All you need to do is make a contract that sends money to msg.sender. Then you create a dummy transaction send it to a relayer who will simulate it and see if they gets paid. So all the target contract needs to do is ensure that the relayer gets paid at the end of the transaction. And the simulation takes care of the rest.

  1. What happens when user sends a transaction to multiple relayers? Wouldn’t it cause a transaction revert on multiple relayers?

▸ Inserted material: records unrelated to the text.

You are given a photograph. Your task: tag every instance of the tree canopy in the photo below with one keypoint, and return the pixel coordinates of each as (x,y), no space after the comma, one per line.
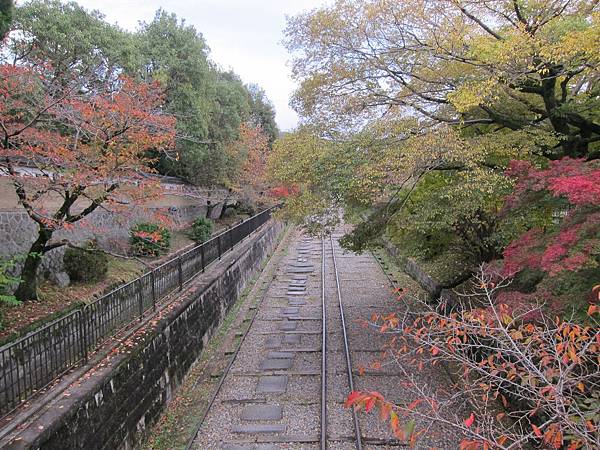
(91,109)
(413,111)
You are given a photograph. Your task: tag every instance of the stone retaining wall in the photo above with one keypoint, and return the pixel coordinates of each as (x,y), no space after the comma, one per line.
(113,408)
(111,230)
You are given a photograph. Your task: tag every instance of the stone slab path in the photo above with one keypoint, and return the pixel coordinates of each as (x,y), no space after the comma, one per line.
(271,396)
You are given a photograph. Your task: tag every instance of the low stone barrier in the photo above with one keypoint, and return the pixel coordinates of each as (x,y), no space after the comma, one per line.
(113,407)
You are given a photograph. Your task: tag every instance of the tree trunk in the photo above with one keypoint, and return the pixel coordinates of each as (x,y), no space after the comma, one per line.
(27,290)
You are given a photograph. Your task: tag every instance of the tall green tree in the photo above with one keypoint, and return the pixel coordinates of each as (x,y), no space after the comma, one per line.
(430,100)
(262,112)
(209,104)
(78,45)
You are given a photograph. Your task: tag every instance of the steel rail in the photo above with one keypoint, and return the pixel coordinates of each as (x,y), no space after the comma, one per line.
(346,346)
(323,353)
(190,441)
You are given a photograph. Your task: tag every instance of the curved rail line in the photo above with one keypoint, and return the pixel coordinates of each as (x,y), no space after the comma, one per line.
(346,347)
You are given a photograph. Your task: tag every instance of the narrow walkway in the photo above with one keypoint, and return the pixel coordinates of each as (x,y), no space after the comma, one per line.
(277,395)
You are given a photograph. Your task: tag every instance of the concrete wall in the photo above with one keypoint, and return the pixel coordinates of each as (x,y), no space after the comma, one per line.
(113,409)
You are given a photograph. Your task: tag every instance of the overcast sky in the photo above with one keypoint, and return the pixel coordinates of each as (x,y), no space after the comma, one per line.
(244,35)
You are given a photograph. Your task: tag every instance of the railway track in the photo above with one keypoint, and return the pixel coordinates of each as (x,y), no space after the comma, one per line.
(288,379)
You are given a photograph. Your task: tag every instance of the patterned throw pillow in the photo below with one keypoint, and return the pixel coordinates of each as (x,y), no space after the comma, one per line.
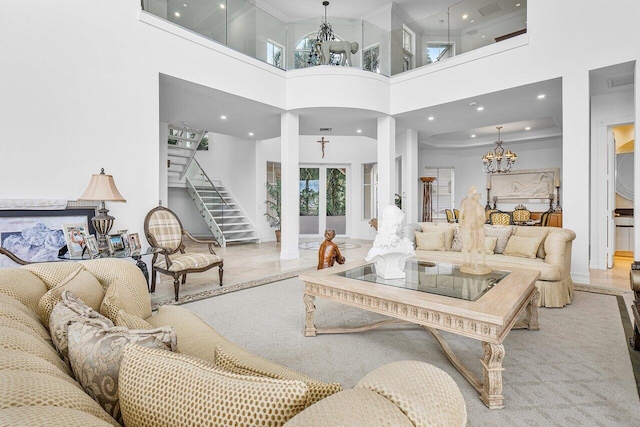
(96,352)
(502,233)
(525,247)
(71,309)
(430,241)
(162,389)
(81,283)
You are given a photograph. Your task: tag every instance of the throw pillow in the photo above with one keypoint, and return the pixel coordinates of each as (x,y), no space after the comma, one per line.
(431,241)
(96,352)
(71,309)
(81,283)
(502,233)
(490,245)
(160,388)
(540,232)
(120,296)
(525,247)
(131,321)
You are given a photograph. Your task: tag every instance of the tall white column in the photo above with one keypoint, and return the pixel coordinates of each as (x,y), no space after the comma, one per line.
(411,186)
(386,161)
(290,169)
(575,169)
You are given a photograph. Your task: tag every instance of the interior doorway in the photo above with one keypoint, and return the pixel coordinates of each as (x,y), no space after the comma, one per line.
(323,199)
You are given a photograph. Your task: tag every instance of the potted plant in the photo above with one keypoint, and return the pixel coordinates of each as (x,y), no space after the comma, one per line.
(274,205)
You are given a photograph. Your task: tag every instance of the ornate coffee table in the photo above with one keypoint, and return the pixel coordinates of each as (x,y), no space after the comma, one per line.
(436,297)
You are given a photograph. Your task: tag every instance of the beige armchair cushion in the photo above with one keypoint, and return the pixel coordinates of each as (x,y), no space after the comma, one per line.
(96,352)
(49,416)
(33,389)
(124,296)
(180,262)
(160,388)
(426,394)
(81,283)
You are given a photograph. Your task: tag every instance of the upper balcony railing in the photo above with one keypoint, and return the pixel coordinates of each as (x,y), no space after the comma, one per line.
(240,25)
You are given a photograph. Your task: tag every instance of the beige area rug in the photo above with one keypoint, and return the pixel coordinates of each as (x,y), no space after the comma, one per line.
(575,371)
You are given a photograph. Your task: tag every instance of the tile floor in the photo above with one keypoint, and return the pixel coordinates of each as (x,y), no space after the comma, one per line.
(246,262)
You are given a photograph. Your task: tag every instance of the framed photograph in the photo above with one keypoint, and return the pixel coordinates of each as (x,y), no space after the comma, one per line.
(75,235)
(134,242)
(36,235)
(92,245)
(115,242)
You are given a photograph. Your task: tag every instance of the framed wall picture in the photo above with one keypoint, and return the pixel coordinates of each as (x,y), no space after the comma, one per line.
(134,242)
(36,235)
(75,235)
(92,245)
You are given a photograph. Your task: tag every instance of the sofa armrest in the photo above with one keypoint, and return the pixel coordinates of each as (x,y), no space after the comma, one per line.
(557,247)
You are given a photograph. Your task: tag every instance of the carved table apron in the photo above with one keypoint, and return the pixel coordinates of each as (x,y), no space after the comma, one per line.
(488,319)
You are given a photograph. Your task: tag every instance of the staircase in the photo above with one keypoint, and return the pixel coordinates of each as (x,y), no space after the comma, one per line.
(223,215)
(181,150)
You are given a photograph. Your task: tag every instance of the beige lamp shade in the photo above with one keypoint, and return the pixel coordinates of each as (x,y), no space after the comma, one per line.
(103,188)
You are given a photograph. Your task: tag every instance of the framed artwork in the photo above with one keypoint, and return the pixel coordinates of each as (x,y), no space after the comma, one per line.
(37,235)
(74,235)
(115,243)
(524,184)
(134,242)
(92,246)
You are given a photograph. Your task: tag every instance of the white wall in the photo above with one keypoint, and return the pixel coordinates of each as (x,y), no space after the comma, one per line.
(341,151)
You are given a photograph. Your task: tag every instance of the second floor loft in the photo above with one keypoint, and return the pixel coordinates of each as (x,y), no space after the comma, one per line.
(389,41)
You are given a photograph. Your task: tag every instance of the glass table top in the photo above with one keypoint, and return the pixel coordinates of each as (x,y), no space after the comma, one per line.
(433,278)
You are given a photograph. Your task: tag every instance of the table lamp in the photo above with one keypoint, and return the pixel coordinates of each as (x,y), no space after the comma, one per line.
(102,188)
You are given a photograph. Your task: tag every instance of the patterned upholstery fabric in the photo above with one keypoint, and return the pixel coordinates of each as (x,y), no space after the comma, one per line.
(95,354)
(164,226)
(500,218)
(22,285)
(48,416)
(353,407)
(181,262)
(33,389)
(426,394)
(521,215)
(71,309)
(131,321)
(121,296)
(190,391)
(81,283)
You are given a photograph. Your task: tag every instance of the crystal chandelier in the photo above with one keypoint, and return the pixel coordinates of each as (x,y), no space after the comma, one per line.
(324,33)
(498,154)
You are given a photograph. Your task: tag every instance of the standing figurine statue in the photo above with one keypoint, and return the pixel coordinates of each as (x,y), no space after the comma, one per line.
(329,252)
(472,219)
(390,252)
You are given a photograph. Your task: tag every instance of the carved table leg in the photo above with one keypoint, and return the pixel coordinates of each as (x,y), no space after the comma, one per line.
(309,327)
(491,393)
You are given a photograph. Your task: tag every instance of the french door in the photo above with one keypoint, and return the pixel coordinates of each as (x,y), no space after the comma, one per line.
(323,200)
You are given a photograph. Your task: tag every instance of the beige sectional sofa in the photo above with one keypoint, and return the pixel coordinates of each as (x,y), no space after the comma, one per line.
(79,345)
(552,256)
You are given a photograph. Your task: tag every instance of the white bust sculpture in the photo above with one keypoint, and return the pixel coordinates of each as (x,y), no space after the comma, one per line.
(389,251)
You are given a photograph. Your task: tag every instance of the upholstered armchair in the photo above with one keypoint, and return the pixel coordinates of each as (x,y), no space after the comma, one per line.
(164,230)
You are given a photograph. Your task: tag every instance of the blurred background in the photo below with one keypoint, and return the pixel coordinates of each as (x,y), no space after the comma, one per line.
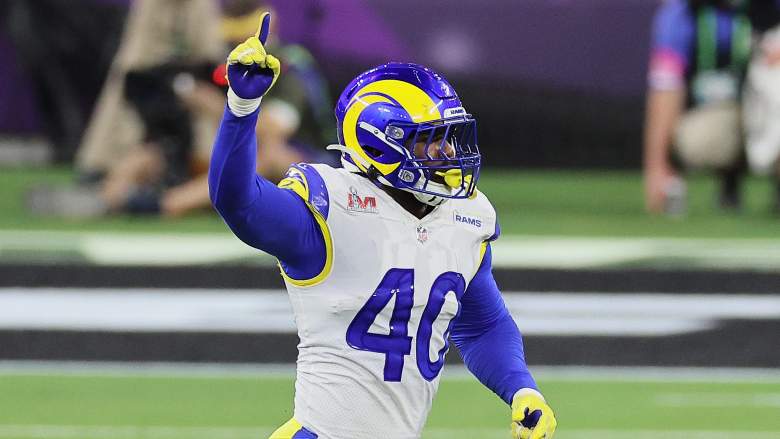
(630,147)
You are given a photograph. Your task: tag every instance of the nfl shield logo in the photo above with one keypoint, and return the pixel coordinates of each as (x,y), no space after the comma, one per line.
(422,234)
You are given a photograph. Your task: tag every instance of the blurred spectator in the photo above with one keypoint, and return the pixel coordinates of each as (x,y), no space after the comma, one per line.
(761,111)
(76,41)
(700,54)
(150,138)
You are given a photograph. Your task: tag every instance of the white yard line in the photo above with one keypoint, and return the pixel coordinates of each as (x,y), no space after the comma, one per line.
(177,432)
(511,251)
(451,373)
(268,311)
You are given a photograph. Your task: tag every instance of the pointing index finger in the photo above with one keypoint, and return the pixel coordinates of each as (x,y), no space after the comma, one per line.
(264,27)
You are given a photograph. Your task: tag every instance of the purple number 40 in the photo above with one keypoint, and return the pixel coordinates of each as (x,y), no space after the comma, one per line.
(397,343)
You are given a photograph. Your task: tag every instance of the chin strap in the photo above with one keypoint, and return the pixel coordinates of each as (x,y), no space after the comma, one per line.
(429,199)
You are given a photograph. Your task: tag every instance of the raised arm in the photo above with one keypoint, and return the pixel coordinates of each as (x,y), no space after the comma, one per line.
(492,348)
(277,221)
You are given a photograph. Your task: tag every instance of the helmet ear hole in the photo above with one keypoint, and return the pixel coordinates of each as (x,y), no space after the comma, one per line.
(372,152)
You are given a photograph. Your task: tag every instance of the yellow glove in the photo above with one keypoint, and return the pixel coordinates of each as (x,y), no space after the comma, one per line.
(251,71)
(532,418)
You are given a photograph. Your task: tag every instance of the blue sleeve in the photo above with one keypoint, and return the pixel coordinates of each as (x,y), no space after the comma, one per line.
(674,29)
(274,220)
(488,338)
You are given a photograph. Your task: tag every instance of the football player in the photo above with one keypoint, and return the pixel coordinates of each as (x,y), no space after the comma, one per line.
(385,259)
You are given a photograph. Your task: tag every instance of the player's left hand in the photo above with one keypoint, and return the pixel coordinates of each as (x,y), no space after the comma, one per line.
(532,418)
(251,71)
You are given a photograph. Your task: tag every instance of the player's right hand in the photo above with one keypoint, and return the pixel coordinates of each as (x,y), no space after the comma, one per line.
(251,71)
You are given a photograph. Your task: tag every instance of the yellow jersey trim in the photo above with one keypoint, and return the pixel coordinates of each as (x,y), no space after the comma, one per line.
(301,188)
(287,431)
(482,251)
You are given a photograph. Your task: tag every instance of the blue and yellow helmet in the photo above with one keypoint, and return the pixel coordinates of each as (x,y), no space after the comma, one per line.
(404,126)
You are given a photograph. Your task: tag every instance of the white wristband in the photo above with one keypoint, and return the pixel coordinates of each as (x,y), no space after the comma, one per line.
(241,107)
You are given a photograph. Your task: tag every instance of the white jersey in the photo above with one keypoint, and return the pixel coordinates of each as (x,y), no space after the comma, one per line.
(373,324)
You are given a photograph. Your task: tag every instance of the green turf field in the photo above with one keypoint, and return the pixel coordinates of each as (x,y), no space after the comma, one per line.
(112,406)
(607,203)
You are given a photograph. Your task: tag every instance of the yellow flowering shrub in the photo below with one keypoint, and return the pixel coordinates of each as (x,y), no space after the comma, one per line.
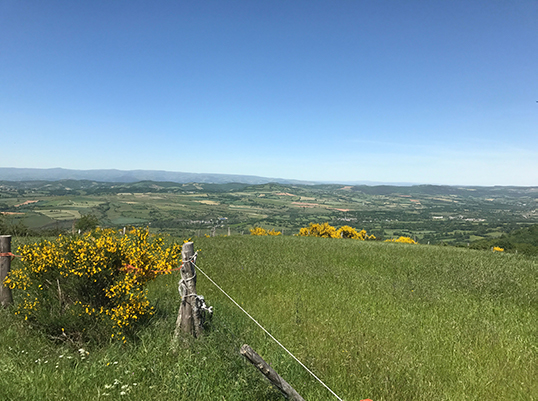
(404,240)
(258,231)
(90,286)
(325,230)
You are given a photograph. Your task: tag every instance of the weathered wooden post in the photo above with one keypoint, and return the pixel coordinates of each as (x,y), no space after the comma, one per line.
(270,373)
(5,266)
(189,318)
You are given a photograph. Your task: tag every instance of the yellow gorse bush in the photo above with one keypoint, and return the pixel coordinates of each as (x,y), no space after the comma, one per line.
(325,230)
(262,231)
(97,279)
(404,240)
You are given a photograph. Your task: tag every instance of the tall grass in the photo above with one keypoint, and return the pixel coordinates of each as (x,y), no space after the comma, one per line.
(372,320)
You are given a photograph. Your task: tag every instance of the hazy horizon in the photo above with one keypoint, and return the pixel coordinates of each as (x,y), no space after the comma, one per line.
(419,92)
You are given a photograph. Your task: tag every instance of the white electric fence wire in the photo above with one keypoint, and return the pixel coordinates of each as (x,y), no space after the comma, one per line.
(269,334)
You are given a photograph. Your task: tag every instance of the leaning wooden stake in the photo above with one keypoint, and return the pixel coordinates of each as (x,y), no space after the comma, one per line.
(270,373)
(189,318)
(5,265)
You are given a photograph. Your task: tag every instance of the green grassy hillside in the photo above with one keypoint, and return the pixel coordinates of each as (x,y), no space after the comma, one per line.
(373,320)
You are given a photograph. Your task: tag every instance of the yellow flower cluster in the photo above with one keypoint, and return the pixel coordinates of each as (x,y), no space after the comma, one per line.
(325,230)
(101,274)
(263,231)
(404,240)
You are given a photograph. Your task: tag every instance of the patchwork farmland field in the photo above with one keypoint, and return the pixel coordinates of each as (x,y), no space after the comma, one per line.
(431,214)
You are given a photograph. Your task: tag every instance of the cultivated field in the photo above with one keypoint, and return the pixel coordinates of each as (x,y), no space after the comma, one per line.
(431,214)
(373,320)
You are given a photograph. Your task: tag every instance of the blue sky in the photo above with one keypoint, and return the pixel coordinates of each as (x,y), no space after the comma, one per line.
(438,92)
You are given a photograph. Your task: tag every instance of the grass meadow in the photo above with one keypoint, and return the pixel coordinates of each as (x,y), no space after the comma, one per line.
(374,320)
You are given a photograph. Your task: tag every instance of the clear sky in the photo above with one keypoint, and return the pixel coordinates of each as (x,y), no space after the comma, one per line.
(425,91)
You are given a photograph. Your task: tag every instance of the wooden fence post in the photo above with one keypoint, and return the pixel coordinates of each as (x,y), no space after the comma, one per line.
(189,318)
(5,266)
(270,373)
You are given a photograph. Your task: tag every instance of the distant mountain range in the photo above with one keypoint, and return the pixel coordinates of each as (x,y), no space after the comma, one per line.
(124,176)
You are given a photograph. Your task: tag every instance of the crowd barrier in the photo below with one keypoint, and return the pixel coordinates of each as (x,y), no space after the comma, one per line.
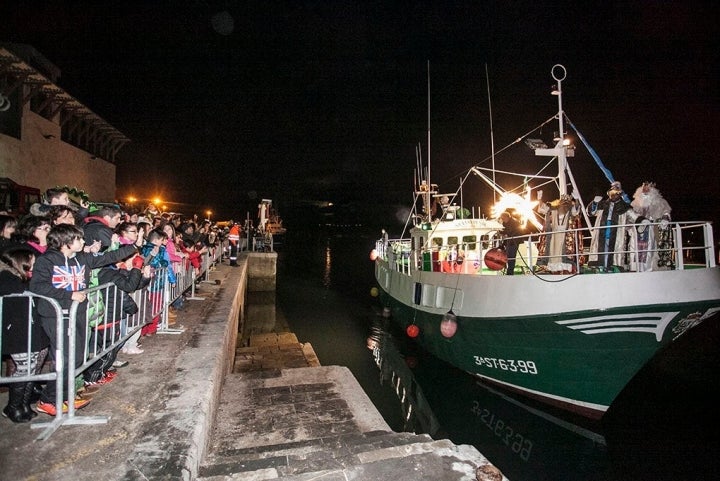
(105,330)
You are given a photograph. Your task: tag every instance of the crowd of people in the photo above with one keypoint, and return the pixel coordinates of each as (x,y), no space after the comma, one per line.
(61,249)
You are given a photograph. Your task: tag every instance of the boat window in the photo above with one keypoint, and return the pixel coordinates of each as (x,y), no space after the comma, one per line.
(469,241)
(484,241)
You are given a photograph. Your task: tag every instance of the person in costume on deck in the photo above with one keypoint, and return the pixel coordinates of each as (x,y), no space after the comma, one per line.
(654,241)
(608,246)
(511,231)
(558,249)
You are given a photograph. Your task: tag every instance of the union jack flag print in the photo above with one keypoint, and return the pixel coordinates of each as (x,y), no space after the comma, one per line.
(70,278)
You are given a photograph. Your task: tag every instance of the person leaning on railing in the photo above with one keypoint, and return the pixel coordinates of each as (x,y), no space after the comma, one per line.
(63,273)
(16,264)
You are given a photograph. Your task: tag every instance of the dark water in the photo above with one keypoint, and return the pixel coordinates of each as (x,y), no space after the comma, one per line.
(662,427)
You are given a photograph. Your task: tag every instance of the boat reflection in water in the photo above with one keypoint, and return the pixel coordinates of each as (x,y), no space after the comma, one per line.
(531,441)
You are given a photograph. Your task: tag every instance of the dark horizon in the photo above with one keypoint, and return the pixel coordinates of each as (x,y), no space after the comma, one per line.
(314,101)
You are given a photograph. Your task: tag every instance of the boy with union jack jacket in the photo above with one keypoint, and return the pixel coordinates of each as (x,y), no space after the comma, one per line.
(63,273)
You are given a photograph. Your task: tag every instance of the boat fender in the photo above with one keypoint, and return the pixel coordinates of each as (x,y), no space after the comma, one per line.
(412,331)
(496,259)
(448,325)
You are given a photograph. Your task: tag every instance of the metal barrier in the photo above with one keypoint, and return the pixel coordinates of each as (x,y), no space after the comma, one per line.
(54,376)
(105,333)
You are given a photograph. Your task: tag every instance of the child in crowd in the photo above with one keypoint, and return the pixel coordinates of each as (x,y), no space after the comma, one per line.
(62,273)
(16,263)
(156,256)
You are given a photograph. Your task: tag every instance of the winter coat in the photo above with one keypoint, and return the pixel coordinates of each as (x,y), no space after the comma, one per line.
(15,315)
(57,276)
(162,259)
(121,304)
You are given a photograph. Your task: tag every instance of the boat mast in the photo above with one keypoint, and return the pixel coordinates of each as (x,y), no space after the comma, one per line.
(425,186)
(558,73)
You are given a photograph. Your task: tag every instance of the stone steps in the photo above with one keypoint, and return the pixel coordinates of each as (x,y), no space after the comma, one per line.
(283,416)
(297,459)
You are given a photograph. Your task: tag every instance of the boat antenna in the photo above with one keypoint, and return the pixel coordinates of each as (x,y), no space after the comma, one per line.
(428,178)
(492,136)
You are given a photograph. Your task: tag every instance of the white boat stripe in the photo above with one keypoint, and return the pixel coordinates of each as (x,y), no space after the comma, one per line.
(614,323)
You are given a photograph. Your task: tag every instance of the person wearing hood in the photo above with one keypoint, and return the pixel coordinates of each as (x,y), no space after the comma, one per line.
(100,226)
(63,273)
(16,264)
(612,218)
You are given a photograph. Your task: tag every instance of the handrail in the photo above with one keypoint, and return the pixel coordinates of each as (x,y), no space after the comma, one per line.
(692,246)
(114,331)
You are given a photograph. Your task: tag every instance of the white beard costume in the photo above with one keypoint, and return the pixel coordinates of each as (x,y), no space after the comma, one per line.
(651,239)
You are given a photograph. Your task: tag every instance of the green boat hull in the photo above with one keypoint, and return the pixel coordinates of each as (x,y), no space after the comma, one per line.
(569,360)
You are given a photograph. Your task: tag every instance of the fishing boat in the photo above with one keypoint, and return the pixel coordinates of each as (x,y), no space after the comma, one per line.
(269,222)
(563,329)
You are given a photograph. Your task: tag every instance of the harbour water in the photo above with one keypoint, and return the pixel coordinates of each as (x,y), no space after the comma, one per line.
(662,427)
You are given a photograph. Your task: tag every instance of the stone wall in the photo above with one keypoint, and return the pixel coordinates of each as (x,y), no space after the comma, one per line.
(41,159)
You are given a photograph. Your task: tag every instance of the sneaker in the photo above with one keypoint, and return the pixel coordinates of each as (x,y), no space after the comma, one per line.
(90,388)
(106,379)
(49,408)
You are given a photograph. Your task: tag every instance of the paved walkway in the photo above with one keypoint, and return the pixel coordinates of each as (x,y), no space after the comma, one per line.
(181,411)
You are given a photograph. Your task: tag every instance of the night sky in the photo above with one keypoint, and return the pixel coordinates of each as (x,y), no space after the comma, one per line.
(226,102)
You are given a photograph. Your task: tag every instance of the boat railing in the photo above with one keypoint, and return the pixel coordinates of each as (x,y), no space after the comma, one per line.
(685,245)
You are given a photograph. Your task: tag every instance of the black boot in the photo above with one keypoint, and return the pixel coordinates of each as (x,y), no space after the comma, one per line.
(36,392)
(14,410)
(29,397)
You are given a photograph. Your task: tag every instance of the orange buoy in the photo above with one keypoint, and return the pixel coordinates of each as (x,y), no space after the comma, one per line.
(412,331)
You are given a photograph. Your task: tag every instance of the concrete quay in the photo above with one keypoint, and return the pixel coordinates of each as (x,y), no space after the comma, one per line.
(213,403)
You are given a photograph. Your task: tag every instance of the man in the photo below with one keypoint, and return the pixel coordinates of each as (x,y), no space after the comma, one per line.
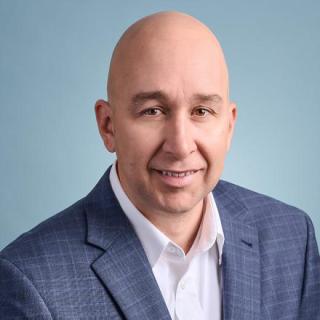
(151,241)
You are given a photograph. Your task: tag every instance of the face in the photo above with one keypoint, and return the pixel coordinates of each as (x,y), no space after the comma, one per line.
(170,125)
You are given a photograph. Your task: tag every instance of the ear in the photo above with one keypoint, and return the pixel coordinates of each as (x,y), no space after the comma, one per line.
(104,117)
(232,121)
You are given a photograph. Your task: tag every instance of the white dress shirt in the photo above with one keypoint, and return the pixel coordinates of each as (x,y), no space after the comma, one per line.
(190,283)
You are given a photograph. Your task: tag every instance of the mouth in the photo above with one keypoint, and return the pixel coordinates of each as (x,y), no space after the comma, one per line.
(177,179)
(177,174)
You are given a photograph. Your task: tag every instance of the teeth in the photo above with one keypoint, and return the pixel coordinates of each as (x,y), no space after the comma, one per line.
(177,174)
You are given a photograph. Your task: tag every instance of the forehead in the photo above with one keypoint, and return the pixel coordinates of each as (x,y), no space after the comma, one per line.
(174,65)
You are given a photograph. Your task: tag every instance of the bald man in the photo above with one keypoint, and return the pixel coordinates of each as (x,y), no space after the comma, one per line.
(161,236)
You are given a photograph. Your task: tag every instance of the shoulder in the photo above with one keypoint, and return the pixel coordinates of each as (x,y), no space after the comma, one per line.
(51,237)
(264,211)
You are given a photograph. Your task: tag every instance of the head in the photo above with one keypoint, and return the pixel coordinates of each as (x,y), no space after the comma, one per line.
(168,116)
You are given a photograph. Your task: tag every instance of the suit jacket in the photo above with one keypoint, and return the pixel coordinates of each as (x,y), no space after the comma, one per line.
(87,263)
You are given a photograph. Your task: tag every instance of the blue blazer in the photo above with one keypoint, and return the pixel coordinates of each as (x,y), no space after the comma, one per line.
(87,263)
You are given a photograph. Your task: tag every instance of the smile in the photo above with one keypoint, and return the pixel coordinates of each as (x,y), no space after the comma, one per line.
(177,174)
(177,179)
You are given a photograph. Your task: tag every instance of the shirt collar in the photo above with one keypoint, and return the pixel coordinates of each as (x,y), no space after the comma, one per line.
(153,240)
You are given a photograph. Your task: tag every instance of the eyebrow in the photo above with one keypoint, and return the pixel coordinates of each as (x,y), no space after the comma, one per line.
(141,97)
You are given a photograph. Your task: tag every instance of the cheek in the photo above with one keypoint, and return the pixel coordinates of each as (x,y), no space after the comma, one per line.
(135,145)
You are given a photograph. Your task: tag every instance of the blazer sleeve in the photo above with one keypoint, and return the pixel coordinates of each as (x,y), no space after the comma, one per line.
(19,299)
(310,299)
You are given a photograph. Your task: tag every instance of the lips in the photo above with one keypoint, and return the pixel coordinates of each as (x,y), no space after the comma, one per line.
(177,179)
(177,174)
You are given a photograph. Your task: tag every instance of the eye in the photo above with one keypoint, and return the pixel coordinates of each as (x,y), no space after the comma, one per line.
(152,111)
(202,112)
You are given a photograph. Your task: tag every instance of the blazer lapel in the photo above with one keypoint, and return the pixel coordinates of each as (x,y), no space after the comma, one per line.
(240,259)
(123,268)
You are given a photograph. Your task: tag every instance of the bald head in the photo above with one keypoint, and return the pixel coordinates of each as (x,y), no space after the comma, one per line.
(168,40)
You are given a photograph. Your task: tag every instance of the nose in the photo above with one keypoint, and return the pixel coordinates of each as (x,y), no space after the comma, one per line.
(179,137)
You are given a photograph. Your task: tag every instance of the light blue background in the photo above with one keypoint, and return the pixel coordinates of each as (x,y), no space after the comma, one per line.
(53,64)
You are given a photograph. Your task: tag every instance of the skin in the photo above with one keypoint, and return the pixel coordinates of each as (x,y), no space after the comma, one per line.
(168,109)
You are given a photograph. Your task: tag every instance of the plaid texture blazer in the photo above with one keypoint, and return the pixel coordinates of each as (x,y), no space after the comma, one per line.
(87,263)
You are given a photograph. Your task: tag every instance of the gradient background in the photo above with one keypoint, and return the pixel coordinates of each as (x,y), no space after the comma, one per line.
(54,57)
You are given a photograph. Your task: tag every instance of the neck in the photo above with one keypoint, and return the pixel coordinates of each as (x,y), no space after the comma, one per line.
(180,228)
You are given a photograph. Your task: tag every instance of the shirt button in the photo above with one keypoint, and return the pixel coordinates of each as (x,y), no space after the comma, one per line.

We think about this as a tradeoff between a benefit to mixer users (usability) and a benefit for relayers (not having to pay attention to the mempool). We’re choosing to benefit mixer users by not allowing an unreliable relayer to leave them waiting forever. The result of this choice is an increase in fees (b/c the cost of running a relayer has gone up).

1 Like

It seems like many of these concerns are addressed with the Gas Stations Network, but I had another question- now that Infrastructure DAO’s like Moloch are becoming “a thing” would it be more productive to have this ETH donated to a DAO or unrelated foundation rather than just burned?

1 Like

now that Infrastructure DAO’s like Moloch are becoming “a thing” would it be more productive to have this ETH donated to a DAO or unrelated foundation rather than just burned?

That’s a great idea!

Donating to a DAO/other entity can be vulnerable to capture though. It can potentially change the incentive structure. Burning is apolitical. As such, I think pure burning is better for this use case.

2 Likes

I was thinking about donating it to a smart contract that rewards someone who finds a collisions in the hash function that we are using.

Pretty neat idea!
Do you think that might incentivse people to keep waiting for more reward to be accumulated in the pot when they find such a collision?